Former President Donald Trump endorsed Diehl, but did not come to Massachusetts to campaign for him. Diehl, a former state lawmaker from Whitman, ran to the right of Baker in a state that has often favored a moderate Republican governor as a check on Democratic supermajorities in the Legislature.
While Healey’s win flips the governor’s office blue after eight years of a Republican administration, she addressed supporters while voting was still underway on the West Coast, with partisan control of Congress not yet determined. Opening the speaking program, Boston Mayor Michelle Wu said she was still nervous about races in Arizona, New Hampshire and Georgia but that here in Massachusetts, voters had “shattered the highest glass ceiling in the state.”
"In this moment, we need to celebrate every inch of progress across the country, and come January, we'll have a chance to show just what's possible with Democrats at the helm and women at the helm," Wu said.
Healey said she and Driscoll plan to meet with Baker and Lt. Gov. Karyn Polito Wednesday to start talking about the transition.
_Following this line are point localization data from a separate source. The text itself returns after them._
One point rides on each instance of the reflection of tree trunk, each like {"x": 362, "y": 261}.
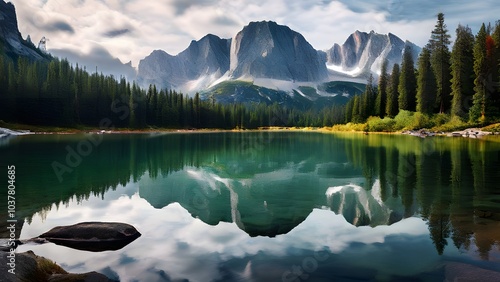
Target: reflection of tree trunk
{"x": 427, "y": 183}
{"x": 406, "y": 181}
{"x": 461, "y": 209}
{"x": 382, "y": 160}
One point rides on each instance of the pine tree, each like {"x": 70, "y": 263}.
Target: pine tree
{"x": 478, "y": 109}
{"x": 440, "y": 60}
{"x": 496, "y": 68}
{"x": 356, "y": 110}
{"x": 407, "y": 82}
{"x": 391, "y": 108}
{"x": 367, "y": 100}
{"x": 462, "y": 63}
{"x": 348, "y": 111}
{"x": 381, "y": 100}
{"x": 426, "y": 83}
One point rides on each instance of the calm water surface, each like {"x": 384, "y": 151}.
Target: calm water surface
{"x": 280, "y": 206}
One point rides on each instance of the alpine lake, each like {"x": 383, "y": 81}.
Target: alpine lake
{"x": 265, "y": 206}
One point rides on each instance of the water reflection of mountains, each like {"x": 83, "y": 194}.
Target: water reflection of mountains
{"x": 268, "y": 183}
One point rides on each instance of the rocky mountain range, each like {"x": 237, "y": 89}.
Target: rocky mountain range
{"x": 264, "y": 63}
{"x": 271, "y": 57}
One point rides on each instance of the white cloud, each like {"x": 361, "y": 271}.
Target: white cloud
{"x": 171, "y": 24}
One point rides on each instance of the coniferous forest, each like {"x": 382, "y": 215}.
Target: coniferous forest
{"x": 461, "y": 86}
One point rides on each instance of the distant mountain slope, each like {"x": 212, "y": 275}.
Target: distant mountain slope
{"x": 11, "y": 42}
{"x": 195, "y": 68}
{"x": 268, "y": 50}
{"x": 270, "y": 63}
{"x": 363, "y": 53}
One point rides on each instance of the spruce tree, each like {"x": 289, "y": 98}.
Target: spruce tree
{"x": 381, "y": 100}
{"x": 496, "y": 68}
{"x": 440, "y": 60}
{"x": 407, "y": 82}
{"x": 426, "y": 83}
{"x": 462, "y": 64}
{"x": 391, "y": 108}
{"x": 478, "y": 109}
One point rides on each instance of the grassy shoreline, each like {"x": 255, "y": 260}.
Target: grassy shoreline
{"x": 350, "y": 127}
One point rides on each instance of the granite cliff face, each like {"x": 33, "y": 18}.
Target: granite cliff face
{"x": 11, "y": 41}
{"x": 198, "y": 66}
{"x": 363, "y": 53}
{"x": 268, "y": 50}
{"x": 269, "y": 63}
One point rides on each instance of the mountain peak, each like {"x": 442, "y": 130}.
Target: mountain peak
{"x": 268, "y": 50}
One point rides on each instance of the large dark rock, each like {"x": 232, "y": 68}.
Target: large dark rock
{"x": 93, "y": 236}
{"x": 30, "y": 267}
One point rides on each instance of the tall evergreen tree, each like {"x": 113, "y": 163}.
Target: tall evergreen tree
{"x": 367, "y": 100}
{"x": 426, "y": 83}
{"x": 496, "y": 68}
{"x": 440, "y": 60}
{"x": 391, "y": 107}
{"x": 381, "y": 100}
{"x": 407, "y": 82}
{"x": 462, "y": 64}
{"x": 356, "y": 110}
{"x": 478, "y": 109}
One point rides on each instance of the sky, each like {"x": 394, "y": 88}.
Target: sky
{"x": 98, "y": 30}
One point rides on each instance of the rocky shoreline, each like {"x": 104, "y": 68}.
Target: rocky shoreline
{"x": 467, "y": 133}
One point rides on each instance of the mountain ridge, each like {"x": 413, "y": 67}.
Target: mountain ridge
{"x": 272, "y": 56}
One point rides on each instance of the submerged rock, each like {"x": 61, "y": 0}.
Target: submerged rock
{"x": 30, "y": 267}
{"x": 93, "y": 236}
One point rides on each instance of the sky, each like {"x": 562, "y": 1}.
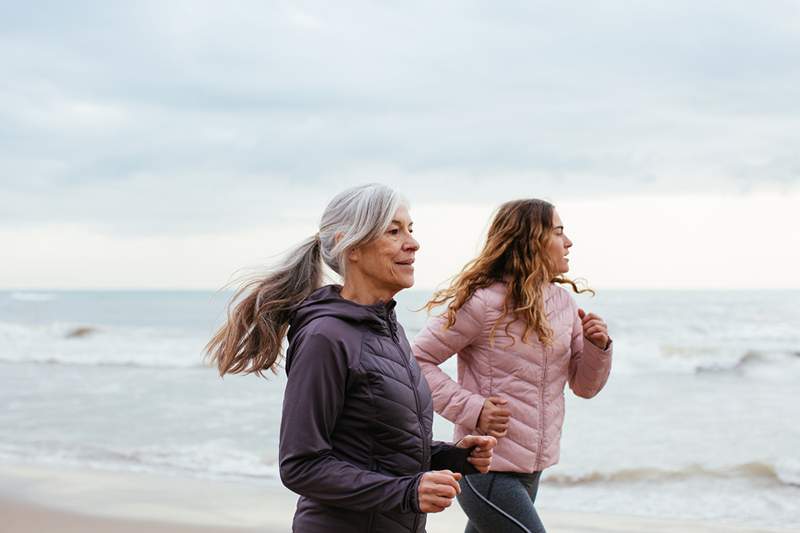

Baker, during his tenure, has largely maintained good relationships with legislative Democrats, though they seemed to cool this summer as top lawmakers struggled to figure out how to handle tax reform plans after Baker announced about $3 billion in rebates would be returned to taxpayers under an obscure 1986 law. Ultimately, House Speaker Ron Mariano and Senate President Karen Spilka decided to put the tax policy discussion on hold until the next governor — Healey, now — takes office.
While Republican governors can struggle to get their preferred policies to take hold with the Democrat-controlled Legislature, Democrats can face their own unique set of challenges if they end up in a power struggle with members of their own party.
Healey said Tuesday night she wants to cut taxes. Beyond tax reform, it’s unclear how closely her priorities will align with lawmakers’, or what kind of Democrat she’ll govern as: a progressive clamoring for change, or one who hews more closely to Baker’s middle-of-the-road mold.
She outlined an agenda with ambitious goals but few specifics, saying she will "be a governor for every person struggling with higher costs," protect reproductive rights, make the state more affordable, fix roads and bridges, take on the climate crisis and create clean energy jobs.
"The people of Massachusetts have given us an historic opportunity tonight, and a mandate to act," she said. "We'll ignore the noise and focus every day on making a difference in their lives."